When it comes to myths about healthcare, one of the great shibboleths is that Big Pharma profits from innovation “that comes primarily from the NIH.” It’s never been true – and now a new study confirms it.
A study in Health Affairs by Bhaven N. Sampat and Frank R. Lichtenberg (What Are The Respective Roles Of The Public And Private Sectors In Pharmaceutical Innovation?) http://content.healthaffairs.org/content/30/2/332.full.html puts the issue in a data-driven perspective that gives the NIH its due – but in the proper frame of reference.
For example, according to Sampat and Lichtenberg, fewer than 10 percent of drugs had a public sector patent, and drugs with public-sector patents accounted for 2.5 percent of sales, but that the indirect impact was higher for drugs granted priority review by the FDA. (Priority review is “given to drugs that offer major advances in treatment, or provide a treatment where no adequate therapy exists.)
478 drugs in our sample were associated with $132.7 billion in prescription drug sales in 2006. Drugs with public-sector patents accounted for 2.5 percent of these sales, while drugs whose applications cited federally funded research and development or government publications accounted for 27 percent.
This is an important article that contains much data analysis worthy of careful consideration by the healthcare policy community.

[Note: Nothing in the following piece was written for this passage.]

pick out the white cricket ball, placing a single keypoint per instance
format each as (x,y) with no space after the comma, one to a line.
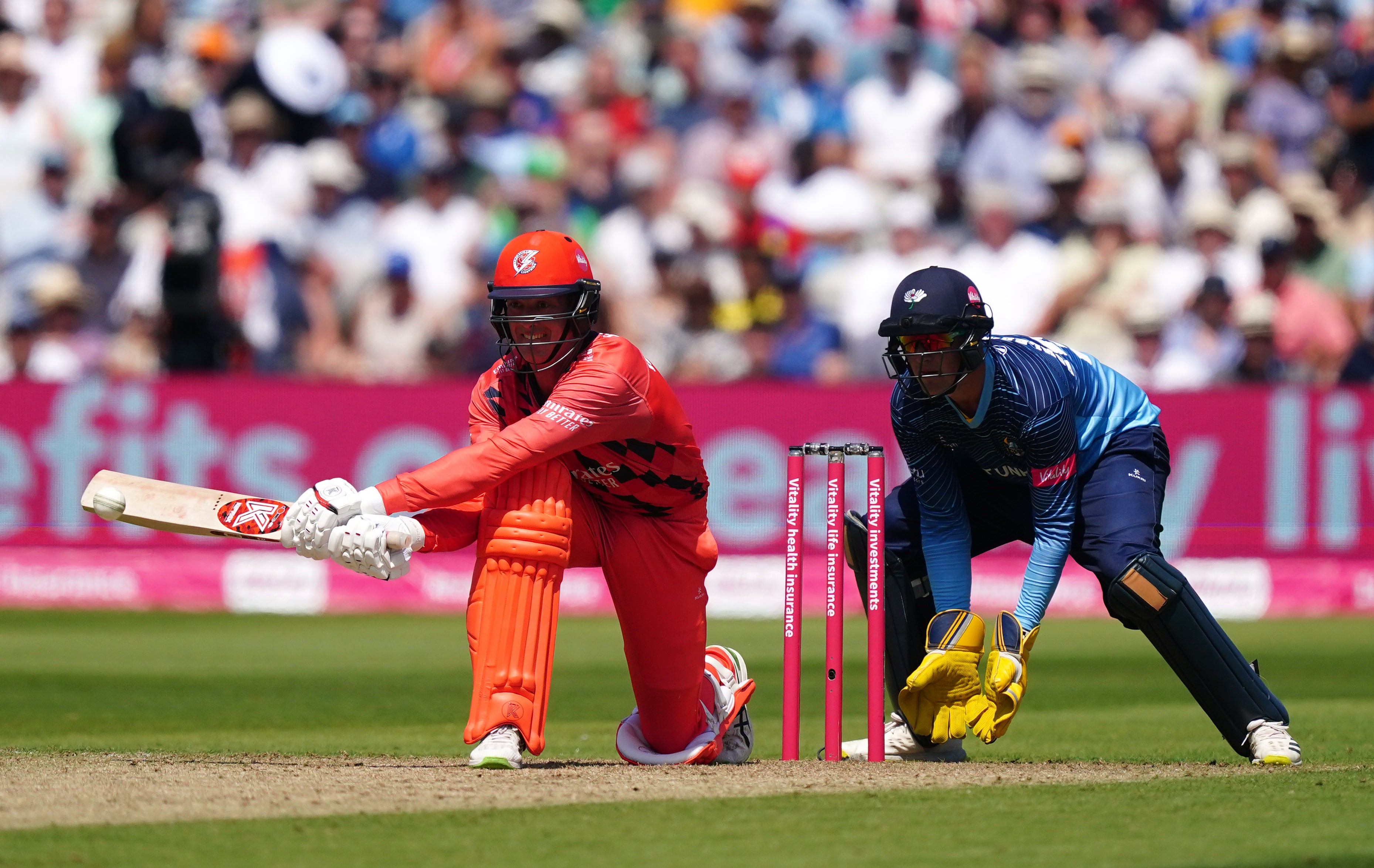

Specific consideration should be given by Senator Elizabeth Warren, whose new draft legislation, the so-called “Medical Innovation Act,” would result in less R&D investment by the true drivers of progress – the private sector – resulting in less innovation. Senator Warren’s suggestion that a percentage of private sector profits be used as a “fee” would have a chilling effect on future investments in R&D by biopharmaceutical companies subject to the legislation.
Senator Warren’s proposal inaccurately argues that because the proposed fee would only be coming from net profits – after business and R&D expenses have been accounted for – it will not impact investment in drug development. Given the lengthy R&D process to develop new medicines – an average of at least 10 years for one new drug – biopharmaceutical R&D is characterized by long-term R&D investment strategies across R&D portfolios. Thus, a portion of profits earned by innovative biopharmaceutical companies today are used to fund future research. If a percentage of those profits are used for the proposed fee, then there may be a chilling effect on future investments in R&D by biopharmaceutical companies subject to the rule. Facts are pesky things.
The National Institutes of Health plays a vital role in basic research and early discovery, but is robbing Productive Peter to pay Government Paul the best bang for the buck when it comes to advancing public health?
As Sampat and Lichtenberg show, the engine of innovation is the biopharmaceutical industry, which spends in excess of $50 billion annually on research and development. It's not a competition; the NIH and industry complement each other's efforts. But context matters.
The NIH focuses on basic research, the study of fundamental aspects of phenomena without specific applications. The biopharmaceutical industry addresses most of its R&D toward clinical research, science focused on the actual development of new medicines. The NIH provides grants to academic institutions. Industry employs the scientists who do the work and, increasingly, funds academic research.
Alas, headlines for hyped and misleading "NIH-funded cures" are far sexier than those for "more money for drug regulation." Pursuing misguided policies that siphon funding from the groundbreaking medical research happening in the biopharmaceutical industry will have devastating consequences for patients and society. The proposed legislation would result in fewer medicines for patients and lost jobs at a time when our economy can least afford it. Senator Warren and others should pay heed to the facts and avoid the fiction. They are inversely important to advancing 21st-century healthcare.